The sibling relationship with her brother that has been a work in progress, strained by fear as he dealt and coped with more then a child should have to, has now manifested itself into times of laughter and a possibility of trust.  


The joy it brings my soul when I hear a simple interaction, not rippled with tension, between my two kids has that peace I have been longing for laced through it like glitter on a canvas. 

My heart doesn't start rapidly beating as I run to rescue my son Kendyl and begin the plan of escape, it just beats normally with a pause to reflect and I appreciate its rarity. I wouldn't of even noticed or may have taken it for granted had I not seen and experienced the other side.

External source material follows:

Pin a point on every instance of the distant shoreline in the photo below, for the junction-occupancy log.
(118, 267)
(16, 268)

Even though we still have moments of defiant chaos and loss of control, the tools are in place to help guide us back to each other with less scarring.  

It is with a full heart I thank ALL her doctors, teachers, friends, my amazing family and the other parents that have walked beside us, not judging or blaming, loving us when we felt unlovable, showing up when we needed them most and for listening to me cry out for help and providing joy in deep sadness.  

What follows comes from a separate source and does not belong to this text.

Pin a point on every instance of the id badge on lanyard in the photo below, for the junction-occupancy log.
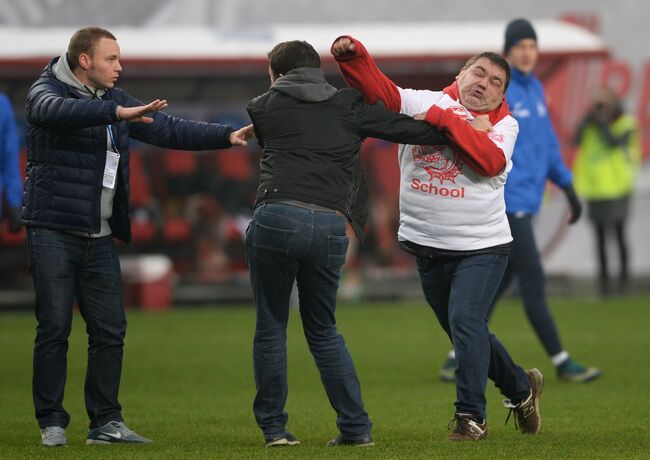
(112, 162)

Thank you for rejoicing with me in the baby steps and being my rock when everything else felt like sinking sand. There is not a day of her life that would be possible, without the community God has put in place to open the doors of her life to be a platform for YOUR goodness to shine. 

The process of finding a school to continue her education has been a grueling job marked with many closed doors however we emerge thru the dark cloud into a shining light of hope. A place filled with hope and potential for meeting our needs has been a gift beyond our expectations. The transition to middle school begins!

Isaiah 43:18-19


 “Forget the former things;
    do not dwell on the past.See, I am doing a new thing!
    Now it springs up; do you not perceive it?
I am making a way in the wilderness
    and streams in the wasteland.

Wednesday, March 23, 2016

The Heart of a Lion





 Embarking on the next step of childhood, my son is about to be double digits. The gripping feeling that I haven't told him enough how much I love him, taught him enough about how to be brave, how to fight for what is true and right, how to really love yourself and others well or how to get up even when it hurts is hard to face but needs to be spoken out loud. The wide open space he wants to leap into with boldness but not quite ready to handle the possible strain drops me to my knees in prayer. 

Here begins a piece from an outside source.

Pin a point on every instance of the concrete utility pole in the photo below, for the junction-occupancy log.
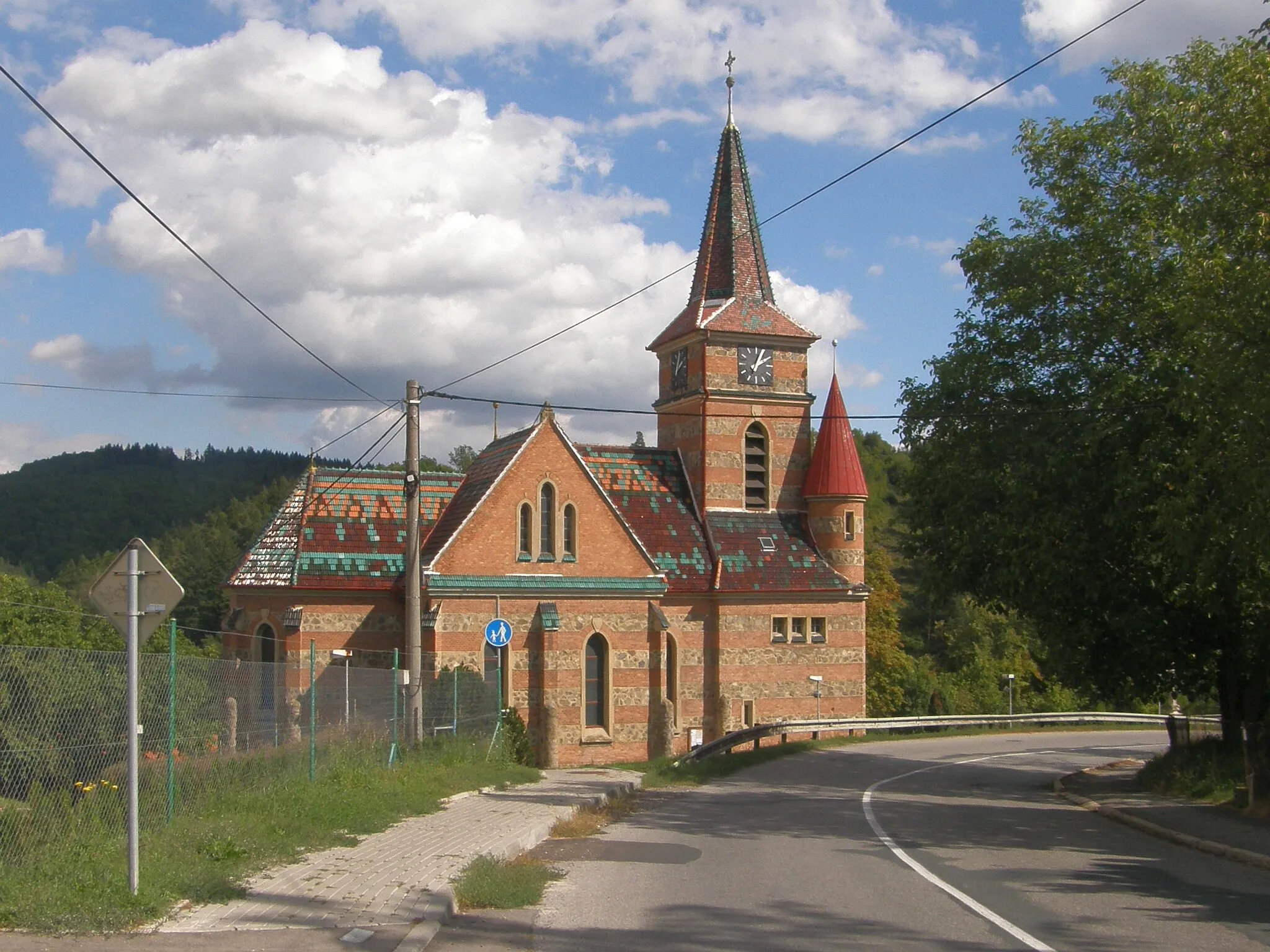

Praying that the child who was described as, having a heart of a lion, will keep his roar fierce but humble, loud but gentle and ferocious only when needed. 

Praying that his funny, sensitive and genuinely thoughtful nature will continue to grow and not be smothered
by the heavy breath of defeat from life disappointments.  

Praying he sees and honors us as his parents until the day we take our last inhale. 

Praying that his talent is used for good, to shine light on the gift giver and not himself.

Praying for peace of mind when the effort doesn't yield the results. 

Praying he continues loving his sister when she seems unlovable at times and that he will continue to say " I forgive you" no matter how many times she ask.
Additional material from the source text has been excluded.